About 10 days before he died, Thomas rode with his father on his motorcycle, alongside his uncle and several others from a biker club. The armada of motorcycles roared along Park Avenue and West Beech Street to the Atlantic Beach Bridge, then back to East Hudson.

Thomas watched and rooted for both the Yankees and Mets, he attended Mass at Sacred Heart Church in Island Park with his grandmother, Sylberta Tarantino, and he could often be found playing with his siblings, Michelle, 15, Victor, 13, and Theresa, 5.

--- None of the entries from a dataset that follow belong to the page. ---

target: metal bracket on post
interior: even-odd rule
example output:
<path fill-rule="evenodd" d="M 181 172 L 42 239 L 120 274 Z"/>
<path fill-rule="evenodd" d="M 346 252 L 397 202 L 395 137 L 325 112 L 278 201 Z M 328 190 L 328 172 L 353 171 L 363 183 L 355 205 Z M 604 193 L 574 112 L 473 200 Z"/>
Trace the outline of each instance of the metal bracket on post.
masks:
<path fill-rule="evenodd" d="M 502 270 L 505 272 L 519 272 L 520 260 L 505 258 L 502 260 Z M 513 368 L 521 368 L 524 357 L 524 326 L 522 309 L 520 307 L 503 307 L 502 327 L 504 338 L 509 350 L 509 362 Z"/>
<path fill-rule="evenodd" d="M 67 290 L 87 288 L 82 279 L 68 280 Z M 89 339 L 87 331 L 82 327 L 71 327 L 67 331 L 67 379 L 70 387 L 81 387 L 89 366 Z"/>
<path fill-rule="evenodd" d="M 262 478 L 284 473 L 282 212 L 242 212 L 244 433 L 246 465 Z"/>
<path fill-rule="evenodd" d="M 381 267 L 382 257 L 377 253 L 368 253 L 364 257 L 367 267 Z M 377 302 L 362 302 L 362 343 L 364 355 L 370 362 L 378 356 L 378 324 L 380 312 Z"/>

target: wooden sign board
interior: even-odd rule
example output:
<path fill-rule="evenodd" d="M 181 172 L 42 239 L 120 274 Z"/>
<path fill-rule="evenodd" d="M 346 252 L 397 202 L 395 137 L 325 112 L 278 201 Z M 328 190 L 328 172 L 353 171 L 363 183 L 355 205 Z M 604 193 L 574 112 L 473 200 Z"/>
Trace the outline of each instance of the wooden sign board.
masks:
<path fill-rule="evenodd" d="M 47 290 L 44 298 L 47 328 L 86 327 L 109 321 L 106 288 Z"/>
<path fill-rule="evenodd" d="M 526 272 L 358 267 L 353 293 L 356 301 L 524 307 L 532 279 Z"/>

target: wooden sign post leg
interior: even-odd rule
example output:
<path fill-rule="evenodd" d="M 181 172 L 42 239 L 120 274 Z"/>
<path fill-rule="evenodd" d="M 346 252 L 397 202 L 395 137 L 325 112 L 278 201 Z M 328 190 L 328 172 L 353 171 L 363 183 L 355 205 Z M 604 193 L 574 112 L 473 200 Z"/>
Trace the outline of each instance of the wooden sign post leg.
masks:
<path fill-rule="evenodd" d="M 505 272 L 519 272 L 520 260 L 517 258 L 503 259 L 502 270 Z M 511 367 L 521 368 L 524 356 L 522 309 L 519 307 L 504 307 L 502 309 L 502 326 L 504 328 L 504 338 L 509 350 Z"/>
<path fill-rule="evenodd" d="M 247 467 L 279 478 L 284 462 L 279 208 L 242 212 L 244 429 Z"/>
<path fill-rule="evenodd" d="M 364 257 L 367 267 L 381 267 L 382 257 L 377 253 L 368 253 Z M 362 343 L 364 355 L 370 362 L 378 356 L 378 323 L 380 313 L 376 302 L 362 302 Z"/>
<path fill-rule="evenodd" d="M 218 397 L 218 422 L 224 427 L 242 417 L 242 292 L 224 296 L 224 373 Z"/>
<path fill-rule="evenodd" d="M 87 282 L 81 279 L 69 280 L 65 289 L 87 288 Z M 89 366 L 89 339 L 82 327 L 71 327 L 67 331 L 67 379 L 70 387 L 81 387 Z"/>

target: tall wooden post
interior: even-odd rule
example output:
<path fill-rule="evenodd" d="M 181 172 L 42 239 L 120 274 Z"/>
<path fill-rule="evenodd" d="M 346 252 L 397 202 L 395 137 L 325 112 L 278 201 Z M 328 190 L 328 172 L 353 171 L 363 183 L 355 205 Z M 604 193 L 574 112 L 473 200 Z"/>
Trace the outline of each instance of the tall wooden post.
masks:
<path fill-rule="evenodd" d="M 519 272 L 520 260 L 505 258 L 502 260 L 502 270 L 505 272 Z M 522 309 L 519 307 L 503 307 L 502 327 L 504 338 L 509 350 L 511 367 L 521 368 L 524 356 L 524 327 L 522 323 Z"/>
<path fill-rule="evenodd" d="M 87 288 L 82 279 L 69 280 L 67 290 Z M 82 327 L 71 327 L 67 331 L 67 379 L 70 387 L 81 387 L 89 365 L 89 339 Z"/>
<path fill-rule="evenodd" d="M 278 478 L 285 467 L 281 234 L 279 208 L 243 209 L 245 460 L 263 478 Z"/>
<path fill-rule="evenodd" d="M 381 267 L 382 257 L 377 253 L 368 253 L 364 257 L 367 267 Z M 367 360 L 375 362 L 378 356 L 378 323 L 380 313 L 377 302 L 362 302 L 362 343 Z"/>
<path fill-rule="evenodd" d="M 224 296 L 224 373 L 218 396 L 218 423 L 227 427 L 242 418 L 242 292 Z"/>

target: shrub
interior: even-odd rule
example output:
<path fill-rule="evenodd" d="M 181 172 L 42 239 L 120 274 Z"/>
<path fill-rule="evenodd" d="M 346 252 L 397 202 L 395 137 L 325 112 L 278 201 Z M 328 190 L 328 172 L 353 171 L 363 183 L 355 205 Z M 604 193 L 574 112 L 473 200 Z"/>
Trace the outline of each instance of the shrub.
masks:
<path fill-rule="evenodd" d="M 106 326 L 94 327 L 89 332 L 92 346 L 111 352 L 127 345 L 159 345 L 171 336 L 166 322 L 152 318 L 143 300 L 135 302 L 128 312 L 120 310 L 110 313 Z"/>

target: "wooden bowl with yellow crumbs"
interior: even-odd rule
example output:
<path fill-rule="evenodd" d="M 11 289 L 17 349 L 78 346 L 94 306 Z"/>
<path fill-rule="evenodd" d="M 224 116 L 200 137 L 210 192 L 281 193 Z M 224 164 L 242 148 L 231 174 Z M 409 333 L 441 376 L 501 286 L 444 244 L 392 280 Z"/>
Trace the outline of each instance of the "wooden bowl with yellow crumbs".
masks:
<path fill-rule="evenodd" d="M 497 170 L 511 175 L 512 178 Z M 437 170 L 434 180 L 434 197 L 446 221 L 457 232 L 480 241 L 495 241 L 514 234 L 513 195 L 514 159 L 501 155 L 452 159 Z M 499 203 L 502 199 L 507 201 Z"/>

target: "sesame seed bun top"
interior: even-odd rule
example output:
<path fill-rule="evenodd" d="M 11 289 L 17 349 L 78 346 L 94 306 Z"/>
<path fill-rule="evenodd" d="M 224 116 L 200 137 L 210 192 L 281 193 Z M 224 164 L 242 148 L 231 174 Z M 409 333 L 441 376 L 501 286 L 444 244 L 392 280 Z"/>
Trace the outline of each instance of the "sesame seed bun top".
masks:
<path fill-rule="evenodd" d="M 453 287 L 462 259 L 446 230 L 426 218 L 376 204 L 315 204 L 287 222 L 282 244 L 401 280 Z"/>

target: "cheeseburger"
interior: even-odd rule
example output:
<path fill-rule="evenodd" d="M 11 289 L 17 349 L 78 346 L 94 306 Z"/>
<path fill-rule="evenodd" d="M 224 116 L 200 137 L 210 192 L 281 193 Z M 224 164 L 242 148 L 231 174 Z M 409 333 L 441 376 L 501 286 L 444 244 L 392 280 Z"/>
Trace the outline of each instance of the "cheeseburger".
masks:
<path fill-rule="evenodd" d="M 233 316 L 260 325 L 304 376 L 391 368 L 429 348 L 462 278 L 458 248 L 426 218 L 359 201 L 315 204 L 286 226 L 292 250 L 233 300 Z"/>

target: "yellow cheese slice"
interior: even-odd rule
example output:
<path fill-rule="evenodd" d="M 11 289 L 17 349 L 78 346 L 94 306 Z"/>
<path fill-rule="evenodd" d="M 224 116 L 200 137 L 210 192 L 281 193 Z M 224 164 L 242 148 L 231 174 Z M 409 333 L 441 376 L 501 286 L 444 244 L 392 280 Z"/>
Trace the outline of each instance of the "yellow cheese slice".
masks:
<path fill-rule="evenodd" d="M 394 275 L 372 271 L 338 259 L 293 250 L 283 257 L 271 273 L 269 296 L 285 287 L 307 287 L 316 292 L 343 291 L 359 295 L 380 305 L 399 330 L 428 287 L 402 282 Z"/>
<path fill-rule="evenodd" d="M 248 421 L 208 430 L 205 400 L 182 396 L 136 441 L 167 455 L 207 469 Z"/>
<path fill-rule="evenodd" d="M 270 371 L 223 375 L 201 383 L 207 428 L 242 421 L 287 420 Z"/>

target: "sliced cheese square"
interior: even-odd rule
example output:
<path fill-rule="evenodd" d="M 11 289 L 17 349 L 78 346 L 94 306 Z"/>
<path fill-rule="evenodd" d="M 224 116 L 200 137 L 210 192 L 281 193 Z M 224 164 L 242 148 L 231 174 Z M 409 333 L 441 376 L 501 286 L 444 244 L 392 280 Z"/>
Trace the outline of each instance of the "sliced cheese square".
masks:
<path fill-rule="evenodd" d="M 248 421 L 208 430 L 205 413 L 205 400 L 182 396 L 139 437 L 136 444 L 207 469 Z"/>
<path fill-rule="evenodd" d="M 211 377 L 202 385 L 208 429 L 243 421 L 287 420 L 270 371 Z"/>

"He was an innocent little boy who offered a lot of love," Thomas Sr. said. "And I never knew I could love so much as I loved my son Thomas. I love my wife and all my children. But Thomas was special because he had been through so much, and I had a deeper love for him because of what he had to endure."

At Thomas’s burial at Greenfield Cemetery in Hempstead, Rabbi David Rosenberg, of Shuvah Yisrael Messianic Synagogues in East Williston, sang the boy’s favorite song: "Sweet home Alabama/where the skies are so blue/... Lord I’m comin’ home to you."

But it was the lone bagpiper who played at his funeral at Sacred Heart, which was attended by more than 350 mourners, that hit his father the hardest. "It was so powerful — it was so beautiful," Thomas Sr. recalled.

His brother, Thomas’s godfather, Anthony Tarantino, a head usher at the church, hired the bagpiper, having been inspired by a scene from the movie "Braveheart."

"When the king died," Thomas Sr. explained, "there was a lone bagpipe. And Thomas deserved to be compared to a king."